Introduction of 65 kDa Antigen of Mycobacterium tuberculosis to Cancer Cells Enhances Anti‐Tumor Effect of BCG Therapy

Abstract

Bacillus Calmette Guerin (BCG) immunotherapy has anti‐tumorigenic effects against bladder cancer. To improve the efficacy of BCG therapy, we introduced the gene encoding the 65 kDa heat shock protein (hsp) of Mycobacterium tuberculosis into a mouse malignant melanoma cell line (B16). An expression vector harboring the 65 kDa antigen gene was transfected into B16 using Lipofectamine, then expression of the antigen was confirmed by RT‐PCR and Western blotting. Several cell lines expressing 65 kDa antigen were established (B16/65kDa). We also established a control cell line transfected with the vector alone (B16/con). All cell lines (B16, B16/con, B16/65kDa) were injected intraperitoneally into syngeneic mice with or without BCG prior immunization and the development of tumor ascites was examined.
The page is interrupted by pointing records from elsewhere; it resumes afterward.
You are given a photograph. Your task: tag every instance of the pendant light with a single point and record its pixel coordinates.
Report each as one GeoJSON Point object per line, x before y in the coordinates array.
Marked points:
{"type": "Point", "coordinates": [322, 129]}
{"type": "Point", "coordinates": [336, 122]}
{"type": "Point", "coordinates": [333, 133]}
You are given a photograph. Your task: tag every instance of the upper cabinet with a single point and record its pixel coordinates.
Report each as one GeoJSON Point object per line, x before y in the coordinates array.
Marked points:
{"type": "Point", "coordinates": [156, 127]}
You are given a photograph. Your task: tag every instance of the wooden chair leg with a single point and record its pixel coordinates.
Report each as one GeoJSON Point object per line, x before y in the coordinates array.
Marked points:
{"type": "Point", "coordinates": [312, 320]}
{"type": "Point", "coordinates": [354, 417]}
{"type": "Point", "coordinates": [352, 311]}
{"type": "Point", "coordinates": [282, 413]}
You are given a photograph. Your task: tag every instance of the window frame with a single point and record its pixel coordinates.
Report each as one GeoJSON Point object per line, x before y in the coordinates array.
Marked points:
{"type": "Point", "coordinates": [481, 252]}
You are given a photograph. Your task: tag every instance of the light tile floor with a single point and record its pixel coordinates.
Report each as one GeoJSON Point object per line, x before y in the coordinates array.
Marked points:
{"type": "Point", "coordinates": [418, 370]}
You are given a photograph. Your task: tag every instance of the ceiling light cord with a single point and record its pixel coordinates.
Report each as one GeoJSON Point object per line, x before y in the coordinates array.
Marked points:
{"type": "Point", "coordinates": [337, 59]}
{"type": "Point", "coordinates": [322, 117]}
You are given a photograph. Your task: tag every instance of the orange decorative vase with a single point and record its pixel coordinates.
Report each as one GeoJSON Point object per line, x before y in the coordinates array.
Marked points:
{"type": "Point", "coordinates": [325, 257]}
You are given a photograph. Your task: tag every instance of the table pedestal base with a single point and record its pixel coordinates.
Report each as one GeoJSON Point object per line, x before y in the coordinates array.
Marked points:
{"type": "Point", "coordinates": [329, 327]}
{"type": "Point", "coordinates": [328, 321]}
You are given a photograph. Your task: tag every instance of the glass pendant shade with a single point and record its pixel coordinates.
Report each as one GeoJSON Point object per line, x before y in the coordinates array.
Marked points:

To analyze the mechanism of the anti‐tumor effect, CD4 T cells or CD8 T cells were depleted in vivo by administering the corresponding monoclonal antibody. B16/65kDa expressed the 65 kDa hsp of M. tuberculosis. The tumor growth of B16/65kDa was slightly retarded in naive mice, but significantly inhibited by BCG. The anti‐tumor effect was totally abrogated in mice deficient in CD4 T cells, suggesting that CD4 T cells are involved in this process. The 65 kDa hsp of M. tuberculosis was expressed after gene transduction in a malignant melanoma cell line and significantly enhanced the anti‐tumor effect of BCG immunotherapy. CD4 T cells play an important role in this anti‐tumor effect.